Step 1: In this first step, we will add the data for the scatter plot and create the default scatter plot graph. In this example, we are using the scatter plot to set a goal line for the overall bullet chart.bulletchart_step1

So, when we create the initial scatter plot, you’ll see that the x-coordinates are ‘80′ - this is my target. In this case, I happen to be charting the performance of the Homepage Retention Rate (1-Abandonment Rate) and I am shooting for 80%. I happen to be using whole numbers for simplicity’s sake but it could just as easily be percentages. Don’t worry about the vertical alignment of the line just yet, we can adjust it - if needed - later when we are closer to the completed graph. Notice that I haven’t removed any of the chart junk yet either, that will happen in a later step.

 

Step 2: Now we need to add the data for the horizontal stacks and the stacks themselves. We will have 3 bars (Top, Middle, Bottom) with 4 sections each.bulletchart_step2

When working with combination charts, adding the new data points and chart types can be tricky. In the screen shot to the left, we’re looking at the completed process, I’ve excluded the intermediary step of what the data looks like when we first add it.

In order to add the stack data to chart we first select the data from all four of the stack columns and copy it. Then we select the chart and use ‘Paste Special’ to paste the data as ‘New Series’ with ‘Values ‘Y’ in columns’. This will paste our stack data in as new scatters. We then select each of the stack series and change it’s chart type to ’stacked bar’.

Ok, now that we’ve talked about how to add the stacked data to the chart, let’s talk about the data itself. In the top row, the first data point is ‘50′ - this is our floor (minimum acceptable value). The second data point for the top row is always zero.
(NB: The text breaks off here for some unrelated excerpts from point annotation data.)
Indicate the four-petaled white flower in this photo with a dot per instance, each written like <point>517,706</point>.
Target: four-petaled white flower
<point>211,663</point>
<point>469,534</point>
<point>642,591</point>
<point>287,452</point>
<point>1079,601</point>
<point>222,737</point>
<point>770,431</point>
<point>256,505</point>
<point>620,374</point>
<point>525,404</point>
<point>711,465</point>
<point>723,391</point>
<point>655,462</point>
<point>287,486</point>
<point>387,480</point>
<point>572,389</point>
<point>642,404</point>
We need this second stack element for visual handling on the center stack (see the little green block in the center bar) when it is less than our minimum. Oh, I’m also not going into excruciating detail on the formulae used in the data set, they are fairly straight forward and you can take a look at them when you download the spreadsheet at the end of this post.

Step 3: This is easy, set the gap width on the bars to ‘0′ so that they are slammed up against each other.bulletchart_step3

 

 

 

 

 

Step 4: Time to take out the chart junk.bulletchart_step4

Remove the vertical axes, and the secondary horizontal axis.

Remove the horizontal lines.

Remove the legend.

Remove the plot edge lines

Set the scaling on the primary horizontal axis, set the axis-line to none as well as the major tick marks to none.

Step 5: Apply consistent and valuable color-coding to chart elements.bulletchart_step5

The blue stack becomes our representation of ‘Actual’ (e.g. the bullet). The background elements are encoded in shades of gray.

Up to 50% is nearly black - remember, this is our floor

From 50% to 75% is about 50% gray - this is our marginal performance section

And finally, from 75% to 100% is light gray (20%) for acceptable performance. I’ve also changed the target line to full black, it stands out nicely against both the light gray and the blue.

Step 6: Resize the chart.bulletchart_step6

So far, our chart hasn’t look much like a bullet chart has it? Well, that’s pretty simple to take care of. In this example, I’ve held the horizontal length the same but compressed the vertical height. Now we have something that very definitely is looking like a bullet chart.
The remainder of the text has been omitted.